In the residence above the lone medical clinic in the village, ten-year-old Lena Voss set the dinner table while her mother tended the stove. It was well after dark and her father, Dr. Gunther Voss had come upstairs and turned on the radio. As the three of them sat down to dinner, the announcer read a statement from General Pinochet in Santiago. "Peace reigns in the capitol," he said. "Government troops are mopping up some resistance on the outskirts of the city, but tomorrow Chile will begin the long recovery from former President Allende's disastrous policies."

Dr. Voss snorted and switched off the radio.

"What does he mean, recovery from disastrous policies?" Lena's mother asked.

"It means we are witnessing the death of democracy in Chile," the Doctor replied bitterly.

Lena wasn't sure who or what democracy was, but she knew the look on her father's face. It was the same one he wore when a village boy fell into the river and drowned last spring. They brought him to the clinic but Dr. Voss could not revive him. It was a look that struck fear in her young heart.

"Will there be fighting?" Mrs. Voss asked, pulling her daughter near.

"I'm afraid so." Dr. Voss shook his head sadly. "President Allende was a hero to millions of people. There are already rumors of fighting in Valparaiso, and even in Concepción."

"What shall we do?" Mrs. Voss hugged Lena closer.

"Nothing. The blood will be spilled in the cities, not here in tiny Santa Lucia."

"Will I go to school tomorrow?" Lena asked, hopefully.

"Of course, darling." Her mother hugged her again. "Go and get your pajamas on and finish your schoolwork. Papa will come and read you a story before bedtime."

The next morning, Lena went to school as usual. It was the same the following day, and the day after that. Nothing changed for her, except that her father seemed more preoccupied and her mother more nervous. After several months Lena hardly thought of Santiago, a city she had never visited and knew nothing about. Augusto Pinochet, the new President, was nothing more than a grainy black and white photo in the newspaper to her.

As her father predicted, Santa Lucia remained as peaceful as ever. A year passed before the first sign of trouble appeared. It came in the form of a man, a Peruvian who had been wounded in a gunfight with government troops.

"Antonio is his name," the guerillas who delivered him to the clinic said. "He has lost a lot of blood."

Dr. Voss asked no questions as he motioned them to bring the unconscious man into his surgery. The guerillas then slipped away into the night.

The bullet had fractured Antonio's femur and it was two months before he was well enough to move on. During that time, a deep friendship sprang up between him and Dr. Voss.

"Tell me, how is the fighting going in Santiago?" the doctor asked when they were sitting alone in his library.

"Not good. The Movimiento Izquierda Revolucionaria, has the will to fight, but we lack everything. Not enough guns, ammunition, or supplies." Antonio took a sip of Pisco Corriente, Chile's distinctive brandy. "The secret police know who the leaders are.
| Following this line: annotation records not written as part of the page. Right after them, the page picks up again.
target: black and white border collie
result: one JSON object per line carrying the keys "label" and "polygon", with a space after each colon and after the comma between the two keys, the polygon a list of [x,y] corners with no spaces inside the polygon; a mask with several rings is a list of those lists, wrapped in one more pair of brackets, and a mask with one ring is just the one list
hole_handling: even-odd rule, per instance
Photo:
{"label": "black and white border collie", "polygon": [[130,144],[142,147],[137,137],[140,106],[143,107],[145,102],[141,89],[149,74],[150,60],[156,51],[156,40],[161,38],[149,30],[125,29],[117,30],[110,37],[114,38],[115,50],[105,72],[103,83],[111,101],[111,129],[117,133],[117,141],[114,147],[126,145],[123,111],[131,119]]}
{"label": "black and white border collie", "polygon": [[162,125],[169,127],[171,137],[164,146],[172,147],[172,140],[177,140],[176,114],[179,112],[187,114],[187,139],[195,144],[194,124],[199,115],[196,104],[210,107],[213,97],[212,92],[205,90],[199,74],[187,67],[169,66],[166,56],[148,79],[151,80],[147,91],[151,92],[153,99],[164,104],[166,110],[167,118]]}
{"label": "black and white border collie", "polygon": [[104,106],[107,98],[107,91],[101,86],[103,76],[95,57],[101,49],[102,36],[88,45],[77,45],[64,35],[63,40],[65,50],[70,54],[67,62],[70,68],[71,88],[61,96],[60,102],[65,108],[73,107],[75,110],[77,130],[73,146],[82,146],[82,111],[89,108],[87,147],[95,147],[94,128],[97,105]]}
They are hunting them down one by one."

"So, is there no hope at all?"

Antonio smiled grimly. "Hope is all we have." He stayed at the clinic, hiding in a shed in the backyard by day, and having deep conversations with the doctor in the evenings until his leg healed.

Mrs. Voss became more and more nervous as the days passed. "What will become of us if the police find Antonio here?" she demanded of her husband.
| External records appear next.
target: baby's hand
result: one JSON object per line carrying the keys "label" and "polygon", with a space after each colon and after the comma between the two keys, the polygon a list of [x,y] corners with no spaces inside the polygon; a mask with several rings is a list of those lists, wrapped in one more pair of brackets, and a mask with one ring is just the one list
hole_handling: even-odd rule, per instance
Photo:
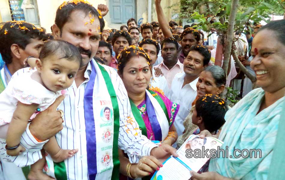
{"label": "baby's hand", "polygon": [[23,152],[26,150],[26,149],[21,146],[19,146],[17,148],[13,150],[7,150],[7,154],[12,156],[18,156]]}
{"label": "baby's hand", "polygon": [[59,163],[71,158],[78,152],[78,149],[71,150],[61,149],[54,156],[52,156],[52,158],[54,162]]}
The doctor didn't answer. But Antonio saw the reproach in her eyes every time she looked at him. He prepared to leave the village as soon as he could walk without a limp again.
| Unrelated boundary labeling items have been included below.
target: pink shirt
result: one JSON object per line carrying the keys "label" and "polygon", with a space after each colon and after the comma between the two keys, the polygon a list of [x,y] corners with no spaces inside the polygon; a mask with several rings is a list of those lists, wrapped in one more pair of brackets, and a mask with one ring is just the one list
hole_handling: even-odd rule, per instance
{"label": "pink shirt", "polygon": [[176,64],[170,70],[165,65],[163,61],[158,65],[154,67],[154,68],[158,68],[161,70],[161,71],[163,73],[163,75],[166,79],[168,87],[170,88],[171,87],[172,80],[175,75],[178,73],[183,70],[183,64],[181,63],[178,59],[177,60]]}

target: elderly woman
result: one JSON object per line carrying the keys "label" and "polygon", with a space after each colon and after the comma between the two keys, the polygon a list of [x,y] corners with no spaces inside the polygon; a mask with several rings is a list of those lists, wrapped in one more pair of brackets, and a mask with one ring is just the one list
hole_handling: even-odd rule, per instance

"Don't go!" Lena said plaintively as he was packing. She had grown fond of the big man with the long hair and twinkling black eyes. Even Mrs. Voss, despite her fears, was sad to see him go. But late one night Dr. Voss walked with him out the back gate of the clinic and down the trail to the river.

"Make no mistake," Antonio told him. "The government has MIR on the run. They will flee southward and into the mountains. You will see more men like me before this war is over." He solemnly shook the doctor's hand. "Adiós, my friend. We will meet again."